Premier roman d'Ann PACKER, il en présente les qualités et les défauts : l'équilibre est encore à trouver mais l'ensemble est tout à fait prometteur... Et comme la partie new-yorkaise est ma préférée, que j'ai beaucoup aimé le personnage du petit ami de Carrie à New York, Kilroy, et que la vision des Français est assez... américaine... je vous propose donc ce :
MATIN DE THANKSGIVING
C'était le matin de Thanksgiving.
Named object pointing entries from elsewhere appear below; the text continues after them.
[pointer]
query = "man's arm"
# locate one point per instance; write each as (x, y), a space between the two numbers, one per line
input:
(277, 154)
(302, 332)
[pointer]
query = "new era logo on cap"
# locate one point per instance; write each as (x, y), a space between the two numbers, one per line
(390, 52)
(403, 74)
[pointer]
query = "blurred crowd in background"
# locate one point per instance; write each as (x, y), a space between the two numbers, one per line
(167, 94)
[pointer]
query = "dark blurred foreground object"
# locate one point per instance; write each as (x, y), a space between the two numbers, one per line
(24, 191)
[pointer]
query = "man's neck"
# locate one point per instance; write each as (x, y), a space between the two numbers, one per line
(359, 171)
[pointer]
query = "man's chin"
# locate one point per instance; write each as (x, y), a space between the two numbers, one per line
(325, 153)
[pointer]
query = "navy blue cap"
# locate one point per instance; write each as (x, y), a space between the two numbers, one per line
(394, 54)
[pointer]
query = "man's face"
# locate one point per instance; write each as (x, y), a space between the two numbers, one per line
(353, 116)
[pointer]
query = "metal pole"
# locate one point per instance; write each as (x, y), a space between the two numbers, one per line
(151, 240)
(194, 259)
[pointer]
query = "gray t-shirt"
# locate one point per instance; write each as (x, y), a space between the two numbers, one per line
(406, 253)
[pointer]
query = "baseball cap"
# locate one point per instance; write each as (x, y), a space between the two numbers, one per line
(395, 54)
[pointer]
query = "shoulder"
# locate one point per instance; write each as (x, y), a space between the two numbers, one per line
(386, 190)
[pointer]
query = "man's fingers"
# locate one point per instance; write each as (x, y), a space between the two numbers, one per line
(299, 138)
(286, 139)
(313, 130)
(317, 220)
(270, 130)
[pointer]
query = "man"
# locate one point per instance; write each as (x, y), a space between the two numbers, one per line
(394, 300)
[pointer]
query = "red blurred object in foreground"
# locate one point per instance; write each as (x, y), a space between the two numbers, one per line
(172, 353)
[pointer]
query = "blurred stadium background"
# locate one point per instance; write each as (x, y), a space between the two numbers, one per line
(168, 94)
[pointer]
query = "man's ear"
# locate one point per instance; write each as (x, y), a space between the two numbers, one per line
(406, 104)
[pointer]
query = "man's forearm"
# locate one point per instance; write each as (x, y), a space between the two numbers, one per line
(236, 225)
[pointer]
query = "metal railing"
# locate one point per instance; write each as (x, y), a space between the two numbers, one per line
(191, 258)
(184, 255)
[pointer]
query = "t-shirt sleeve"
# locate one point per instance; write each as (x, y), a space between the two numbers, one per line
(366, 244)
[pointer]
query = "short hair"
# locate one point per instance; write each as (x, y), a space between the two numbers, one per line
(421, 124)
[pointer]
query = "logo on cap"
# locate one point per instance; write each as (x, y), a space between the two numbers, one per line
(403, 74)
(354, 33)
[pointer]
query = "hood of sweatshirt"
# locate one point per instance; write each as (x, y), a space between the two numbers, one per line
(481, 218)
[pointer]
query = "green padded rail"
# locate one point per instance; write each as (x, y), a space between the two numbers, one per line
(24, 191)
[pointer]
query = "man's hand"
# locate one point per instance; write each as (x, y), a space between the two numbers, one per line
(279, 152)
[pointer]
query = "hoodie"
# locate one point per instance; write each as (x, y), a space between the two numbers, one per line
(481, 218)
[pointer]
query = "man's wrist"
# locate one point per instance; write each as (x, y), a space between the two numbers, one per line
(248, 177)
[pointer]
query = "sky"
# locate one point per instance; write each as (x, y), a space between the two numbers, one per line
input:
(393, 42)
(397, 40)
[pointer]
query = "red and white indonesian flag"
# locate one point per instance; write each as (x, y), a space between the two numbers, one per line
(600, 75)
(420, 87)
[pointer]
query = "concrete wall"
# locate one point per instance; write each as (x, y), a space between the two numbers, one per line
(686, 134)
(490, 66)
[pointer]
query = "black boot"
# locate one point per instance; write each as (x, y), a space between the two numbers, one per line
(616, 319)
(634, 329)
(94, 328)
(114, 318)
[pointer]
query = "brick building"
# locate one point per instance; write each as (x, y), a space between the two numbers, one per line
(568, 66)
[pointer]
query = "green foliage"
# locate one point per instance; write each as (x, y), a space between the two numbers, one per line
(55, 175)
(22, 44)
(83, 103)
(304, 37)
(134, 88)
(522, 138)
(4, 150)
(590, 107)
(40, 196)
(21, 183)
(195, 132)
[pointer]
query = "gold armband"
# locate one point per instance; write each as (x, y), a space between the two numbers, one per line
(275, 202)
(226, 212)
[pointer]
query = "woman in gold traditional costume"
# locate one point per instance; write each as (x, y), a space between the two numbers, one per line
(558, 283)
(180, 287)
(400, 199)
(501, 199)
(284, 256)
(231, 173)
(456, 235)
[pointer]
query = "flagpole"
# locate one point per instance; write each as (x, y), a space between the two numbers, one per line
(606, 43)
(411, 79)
Habillé d'un peignoir en éponge, Kilroy versa la farine à même le plan de travail de la cuisine, y ajouta de petits cubes de beurre froid et se mit à travailler tout en ouvrant et en refermant les mains avec un bruit sec, comme s'il mimait un personnage bavard. Nous devions emporter un dessert et un légume à la brownstone ; Kilroy avait milité pour des sandwiches à la dinde chez lui, mais j'avais fait valoir que Thanksgiving ne se limitait pas à de la dinde et que la fête devait se célébrer en compagnie et il avait fini par céder.
Debout sur le seuil et encore ensommeillée, je le regardai s'activer et bâillai copieusement. Après avoir avalé une gorgée du café qu'il avait préparé avant de me réveiller, je remarquai :
"Il y a des gens qui utiliseraient un grand récipient."
Il me jeta un coup d'oeil par-dessus son épaule et sourit.
"Ah, mais ils rateraient des trucs. Cette méthode est préférable, et de loin.
- Ca m'a l'air sale, et de loin.
- C'est la façon française. les Français ont le génie de la saleté."
Du dos de sa main enfarinée, il repoussa une mèche de cheveux qui lui barrait la figure.
"Tu peux me passer de l'eau glacée ?"
Je me débarrassai de ma tasse, m'exécutai puis lui demandai :
"Et comment connais-tu la façon française ?"
J'arrivais presque à l'imaginer au milieu d'une cuisine campagnarde aux côtés d'une vieille fille aux yeux noirs l'initiant aux spécialités françaises, mais ce tableau ne me satisfaisait pas totalement.
"J'ai suivi des cours. A Paris, au Cordon-bleu. Quand on ira, je t'y emmènerai, c'est vraiment génial."
Nous échangeâmes un sourire qui, de sa part, signifiait, Parce qu'on y va, tu sais ; et, de la mienne, Oui, d'accord. Il parlait beaucoup de la France, disait : Tu adoreras Aix ou bien Attends et tu verras combien leur métro est supérieur au nôtre.
Il rajouta une pointe d'eau dans sa pâte.
"J'ai pensé qu'on pourrait peut-être faire bouillir les carottes et les patates douces pour préparer ensuite un gratin au beurre avec un soupçon de calvados.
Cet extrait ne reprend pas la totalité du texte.